The draft is dawning, and aside from the first two picks, uncertainty lingers through the football-watching nation.
The league's defending champions can't afford a Super Bowl hangover. The Giants have undeniable holes in their roster, and the draft will be the first step towards refurbishing Jerry Reese's talent pool and preparing for a second consecutive title run.
The G-Men have pronounced deficiencies along the offensive line, in the backfield, at tight end and in the linebacking core. Where will they look first? That remains to be seen.
A day from now, the picture will be much clearer. But for now, let's take a look at the abstract possibilities.
Martin really is the no-brainer pick for New York, should he remain on the board at No. 32.
His pure athleticism and positional versatility (he can play on either side of the line) supplement the Giants' need for a younger line. The average age of the Giants' starting blocking core is over 29, and that's after the departure of the long-tenured Kareem McKenzie.
An offensive lineman is not the most ostentatious or excitable selection, but it's certainly the right one.
The Giants averaged a paltry 3.5 yards per carry as a team in 2011, and Martin's raw talent will immediately ameliorate their rushing woes.
The G-Men were inundated with injuries to their linebackers last year, and Jerry Reese will look to bolster depth with Brown in the second round.
Brown is a ferocious pass-rusher, notching 5.5 sacks in 2011. The senior was also efficient in stopping the run, and at one point was considered a first-round talent.
The Tarheel concluded his college career with 14 tackles in the Independence Bowl. He possesses surging upside and may compete for playing time with Michael Boley and Mathias Kiwanuka, the latter of which he bares striking resemblance to.
Perhaps the Giants don't need a linebacker as badly as a tight end or running back at this point, but the Reesian "best talent available" code prevails here.
Brandon Jacobs' presence will be sorely missed—he reached paydirt 38 times in the past four years. But the Giants can start to rebuild their rushing attack and fill Jacobs' bruising shoes with Bernard Pierce.
In a deep running back class, Pierce tallied an unworldly 27 rushing touchdowns as a junior Owl. He hit the end zone five times against Maryland alone.
Pierce is a speedy, "home run" type of back who in some ways mirrors Bradshaw. He had an impressive combine effort and could be a serious steal for Big Blue.
Charles, once a day-one prospect, has been relegated to the middle rounds in recent mocks. He would be a perfect fit for Eli Manning's offense and a fantastic supplement to newly-inked Martellus Bennett.
After clocking a disappointing 40 time and facing a drunk driving charge, Charles' stock is certainly free falling. But his talent remains in place, and the Giants can afford to take a gamble here.

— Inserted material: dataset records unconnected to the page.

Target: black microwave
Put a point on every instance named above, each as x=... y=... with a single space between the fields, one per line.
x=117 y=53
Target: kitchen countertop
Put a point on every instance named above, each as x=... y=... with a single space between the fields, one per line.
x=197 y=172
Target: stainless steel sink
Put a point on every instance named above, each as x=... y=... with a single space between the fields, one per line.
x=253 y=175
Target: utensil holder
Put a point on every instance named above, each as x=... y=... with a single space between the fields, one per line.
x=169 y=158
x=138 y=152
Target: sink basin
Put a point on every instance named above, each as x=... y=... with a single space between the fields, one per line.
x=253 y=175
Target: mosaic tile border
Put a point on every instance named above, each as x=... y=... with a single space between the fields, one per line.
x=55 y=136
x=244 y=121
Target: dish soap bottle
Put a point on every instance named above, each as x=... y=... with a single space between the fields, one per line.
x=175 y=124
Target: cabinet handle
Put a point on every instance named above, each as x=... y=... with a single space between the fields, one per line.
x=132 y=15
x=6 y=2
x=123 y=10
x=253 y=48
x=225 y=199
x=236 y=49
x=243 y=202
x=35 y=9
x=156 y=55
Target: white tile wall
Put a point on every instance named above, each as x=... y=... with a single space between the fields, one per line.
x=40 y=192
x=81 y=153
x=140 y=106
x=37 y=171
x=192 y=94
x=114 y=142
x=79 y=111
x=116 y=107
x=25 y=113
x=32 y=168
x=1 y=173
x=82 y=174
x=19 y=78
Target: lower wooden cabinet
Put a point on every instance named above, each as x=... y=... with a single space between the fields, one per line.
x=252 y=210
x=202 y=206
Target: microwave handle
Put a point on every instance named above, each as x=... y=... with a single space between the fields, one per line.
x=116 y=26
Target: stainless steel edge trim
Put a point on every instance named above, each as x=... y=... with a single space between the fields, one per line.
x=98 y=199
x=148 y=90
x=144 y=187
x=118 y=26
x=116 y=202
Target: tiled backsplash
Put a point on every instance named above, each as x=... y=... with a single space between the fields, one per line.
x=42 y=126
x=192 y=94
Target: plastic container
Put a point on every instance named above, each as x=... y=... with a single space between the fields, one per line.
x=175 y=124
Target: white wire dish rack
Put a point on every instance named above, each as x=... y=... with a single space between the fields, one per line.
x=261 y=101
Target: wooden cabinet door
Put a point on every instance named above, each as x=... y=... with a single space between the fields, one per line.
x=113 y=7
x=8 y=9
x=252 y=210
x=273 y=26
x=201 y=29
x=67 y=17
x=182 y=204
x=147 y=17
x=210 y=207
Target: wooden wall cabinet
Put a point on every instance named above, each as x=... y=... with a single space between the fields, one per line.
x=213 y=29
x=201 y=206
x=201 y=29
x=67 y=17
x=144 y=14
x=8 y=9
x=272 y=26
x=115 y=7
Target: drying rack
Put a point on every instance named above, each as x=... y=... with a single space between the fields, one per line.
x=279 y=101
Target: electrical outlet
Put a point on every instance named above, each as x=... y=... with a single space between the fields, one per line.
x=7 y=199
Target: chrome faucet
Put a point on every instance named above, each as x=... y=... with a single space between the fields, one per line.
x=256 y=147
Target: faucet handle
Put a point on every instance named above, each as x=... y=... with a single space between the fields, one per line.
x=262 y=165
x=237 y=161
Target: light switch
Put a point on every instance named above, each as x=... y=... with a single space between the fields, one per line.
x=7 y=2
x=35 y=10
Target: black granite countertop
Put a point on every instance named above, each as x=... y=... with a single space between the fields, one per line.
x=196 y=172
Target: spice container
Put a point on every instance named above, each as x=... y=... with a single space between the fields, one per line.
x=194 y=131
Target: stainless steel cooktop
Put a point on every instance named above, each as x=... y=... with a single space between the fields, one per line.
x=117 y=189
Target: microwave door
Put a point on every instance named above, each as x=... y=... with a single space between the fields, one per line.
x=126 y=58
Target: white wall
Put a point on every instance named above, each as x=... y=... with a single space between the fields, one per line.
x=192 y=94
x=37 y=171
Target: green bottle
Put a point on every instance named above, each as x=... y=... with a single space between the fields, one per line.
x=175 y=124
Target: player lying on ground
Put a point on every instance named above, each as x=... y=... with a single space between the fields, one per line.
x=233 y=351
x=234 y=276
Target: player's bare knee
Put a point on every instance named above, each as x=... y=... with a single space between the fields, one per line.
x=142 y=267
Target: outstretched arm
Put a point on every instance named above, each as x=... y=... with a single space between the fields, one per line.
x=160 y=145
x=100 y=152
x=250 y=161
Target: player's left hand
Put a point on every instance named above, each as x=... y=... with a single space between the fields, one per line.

His five touchdowns in 2011 would be welcomed with open arms.
Reese will waste no time attacking the offensive line question, drafting his second lineman in five picks.
This infusion of young talent will certainly require coaching, but it also could yield promising prospects for Eli Manning, who last year took a few too many quarterback hits for comfort.
NFL.com pegs LeRibeus as a "scrappy, reliable inside blocker." The senior also provides flexibility at the center position, something that could come in handy with David Baas' questionable health.
With Corey Webster, Prince Amukamara and Terrell Thomas in place for 2012, cornerback is not a pressing need for New York, despite the fact that the Giants ranked 29th overall in pass defense last year.
Still, Amukamara is unproven as a second-year pro, and Thomas returns from a nightmarish ACL tear. The G-Men will look to add some depth in the secondary, and Blanton acts as a Thomas-esque run-stopping corner (he notched double-digit tackles multiple times last year).
A competitive Blanton may even see some nickel time in 2012.
Despite compiling a respectable resume in a competitive conference, Matt Daniels is flying well under the radar.
For a seventh-round pick, Daniels flaunts huge upside. He tallied 126 tackles last year and would make a more than serviceable backup to Kenny Phillips.
All in all, Daniels rounds out a very productive draft for the Giants. Let's see what Reese and company do Thursday night.